Many of the car seats on the market contain potentially toxic chemicals, according to some recent research by The Ecology Center. These chemicals are there for a good reason—they act as flame retardants—but they can cause hormonal shifts or even cancer. And unfortunately, according to the findings published on their Healthy Stuff resource, the issue is widespread: Researchers found harmful substances in seats from a wide variety of brands.
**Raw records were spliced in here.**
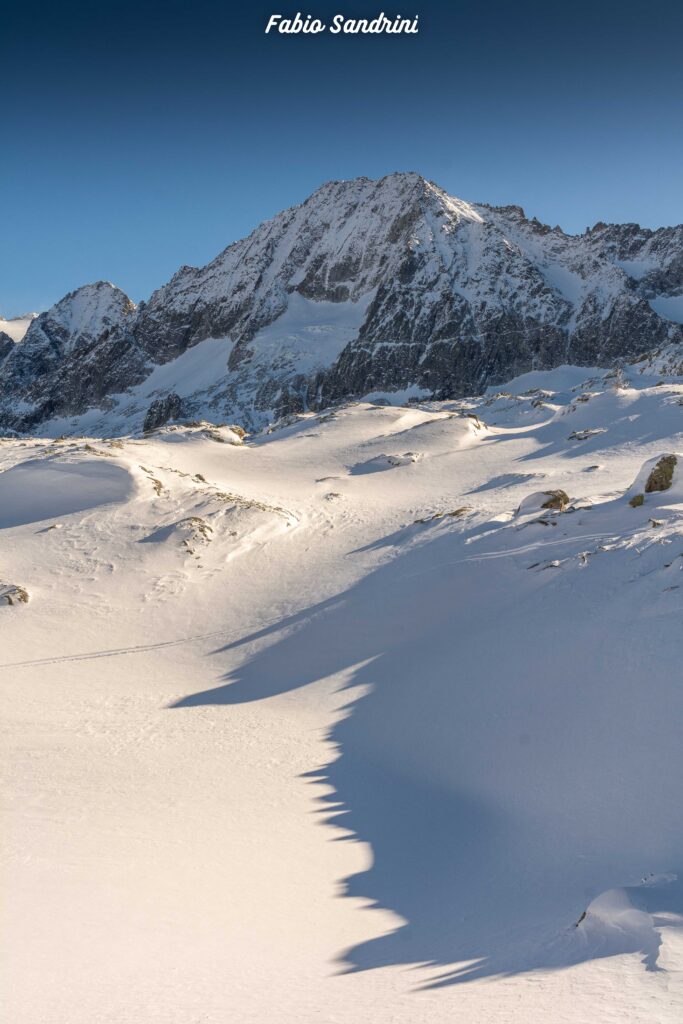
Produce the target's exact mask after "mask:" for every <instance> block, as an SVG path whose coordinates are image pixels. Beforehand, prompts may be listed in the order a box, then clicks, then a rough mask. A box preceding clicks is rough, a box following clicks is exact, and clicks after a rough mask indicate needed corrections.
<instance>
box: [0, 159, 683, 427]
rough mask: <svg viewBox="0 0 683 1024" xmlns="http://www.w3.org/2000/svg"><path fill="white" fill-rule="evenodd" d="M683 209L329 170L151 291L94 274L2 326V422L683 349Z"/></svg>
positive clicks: (266, 420)
mask: <svg viewBox="0 0 683 1024" xmlns="http://www.w3.org/2000/svg"><path fill="white" fill-rule="evenodd" d="M682 295H683V227H680V226H679V227H671V228H660V229H658V230H654V231H653V230H648V229H643V228H640V227H638V226H637V225H635V224H621V225H618V224H611V225H607V224H596V225H595V226H594V227H593V228H591V229H589V230H587V231H586V232H585V233H584V234H582V236H567V234H565V233H564V232H563V231H562V230H561V229H560V228H558V227H556V228H550V227H547V226H546V225H544V224H541V223H540V222H539V221H537V220H536V219H527V218H526V217H525V215H524V212H523V211H522V210H521V209H520V208H519V207H490V206H486V205H484V204H470V203H465V202H463V201H461V200H458V199H455V198H453V197H451V196H449V195H446V194H445V193H444V191H443V190H442V189H441V188H439V187H438V186H437V185H435V184H433V183H431V182H428V181H426V180H425V179H424V178H422V177H421V176H420V175H418V174H415V173H403V174H392V175H389V176H388V177H385V178H382V179H381V180H379V181H371V180H369V179H368V178H358V179H355V180H352V181H333V182H329V183H328V184H326V185H323V186H322V187H321V188H319V189H317V191H315V193H314V194H313V195H312V196H311V197H310V198H309V199H308V200H306V202H305V203H303V204H302V205H301V206H298V207H293V208H292V209H290V210H286V211H285V212H283V213H281V214H279V215H278V216H276V217H274V218H273V219H272V220H269V221H266V222H265V223H263V224H261V225H260V226H259V227H258V228H257V229H256V230H255V231H254V232H253V233H252V234H250V236H249V238H247V239H244V240H242V241H240V242H236V243H233V244H232V245H231V246H229V247H228V248H227V249H225V251H224V252H222V253H221V254H220V255H219V256H217V257H216V259H214V260H213V261H212V262H211V263H209V264H207V266H205V267H201V268H196V267H187V266H185V267H181V269H180V270H178V272H177V273H176V274H175V275H174V276H173V279H172V280H171V281H170V282H169V283H168V284H167V285H165V286H164V287H163V288H161V289H159V290H158V291H157V292H155V293H154V295H153V296H152V297H151V299H150V300H148V302H143V303H140V305H139V306H138V307H137V308H136V307H135V306H134V304H133V303H132V302H131V301H130V300H129V299H128V298H127V296H125V295H124V294H123V292H121V291H120V290H119V289H117V288H115V287H114V286H113V285H109V284H105V283H102V282H100V283H98V284H95V285H87V286H85V287H83V288H80V289H78V290H77V291H76V292H73V293H71V294H70V295H68V296H66V298H63V299H62V300H61V301H60V302H58V303H57V304H56V305H55V306H54V307H52V309H50V310H48V311H47V312H45V313H42V314H41V315H40V316H39V317H38V318H37V319H35V321H34V322H33V323H32V324H31V326H30V327H29V330H28V332H27V335H26V337H25V339H24V340H23V341H22V342H20V343H19V344H14V343H13V342H11V341H10V339H8V338H7V339H6V341H5V343H4V344H3V341H2V337H3V336H1V335H0V427H2V428H4V429H5V430H7V429H15V430H38V429H40V430H42V431H43V432H47V433H51V434H52V433H55V432H57V433H58V432H65V433H85V432H90V433H93V432H94V433H102V432H105V433H127V432H130V431H131V430H133V431H134V430H140V429H141V428H142V425H143V423H144V420H145V416H146V414H147V411H148V408H150V406H152V404H153V403H154V404H155V409H157V410H159V408H160V403H162V407H163V408H165V409H166V410H167V415H168V416H169V417H170V416H172V417H174V418H176V419H177V418H184V419H197V418H207V419H212V420H214V421H224V420H227V421H237V422H242V423H244V424H245V425H246V426H247V427H248V428H255V427H262V426H264V425H266V424H267V423H269V422H270V421H272V420H273V419H276V418H278V417H280V416H282V415H284V414H288V413H292V412H301V411H305V410H316V409H321V408H323V407H325V406H327V404H330V403H334V402H337V401H339V400H343V399H346V398H349V397H352V396H356V397H357V396H362V395H368V394H370V393H371V392H379V391H383V392H389V393H396V392H408V393H412V394H414V395H417V396H421V397H427V396H432V397H439V398H443V397H453V396H460V395H465V394H474V393H480V392H482V391H483V390H484V388H485V387H486V386H487V385H488V384H492V383H497V382H500V381H503V380H505V379H508V378H510V377H512V376H513V375H515V374H519V373H523V372H526V371H530V370H536V369H549V368H552V367H556V366H559V365H561V364H567V362H568V364H578V365H584V366H611V365H612V364H613V362H614V361H615V360H616V359H624V358H627V359H628V358H634V357H636V356H638V355H640V354H641V353H648V352H652V351H653V350H655V349H656V350H660V349H663V350H664V353H665V354H664V355H663V356H661V357H663V358H666V360H668V364H669V369H670V370H672V369H674V370H676V369H677V368H678V367H679V366H680V364H681V356H680V342H681V340H682V339H683V327H682V326H681V323H682V322H683V312H682V311H681V310H682V308H683V307H682V306H681V296H682Z"/></svg>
The researchers tested seats from brands like BabyTrend, Britax, Chicco, Clek, Cosco, Diono, Evenflo, Graco, Joie, Maxi-Cosi, Nuna, Orbit, Recaro and Safety 1st, and make recommendations about which ones contain the least chemicals, and which ones contain the most. If you haven't purchased a car seat yet, you're in luck—you can choose a seat based on these recommendations. And it appears parents may have more safe options in the future, as companies are taking this news seriously and looking to remove these toxic chemicals. (They've already removed lead, for example, from all models.) But if you've already picked up a car seat, should you stop using it if it's one that contains chemicals? Absolutely not! “It is essential that parents put their kids in properly installed car seats, which provide vital crash protection, regardless of chemical hazard,” says Jeff Gearhart, the Ecology Center research director, in a press release.
The researchers gave kudos to companies who have come the farthest in removing these chemicals. “UPPAbaby has finally proved that it is possible to make a car seat that meets federal flammability requirements without adding toxic flame retardants,” Gearhart says in a press release. “We now challenge other companies to follow suit, especially those that make low-cost seats. Car seats are required by law for children in vehicles, and an affordable seat should not come with a chemical exposure cost.”
Bottom line: Do what you can to limit your child's exposure to potentially hazardous chemicals. But keep in mind that the car seat is just one potential exposure, among the hundreds of products that your child will come in contact with over the first years of her life.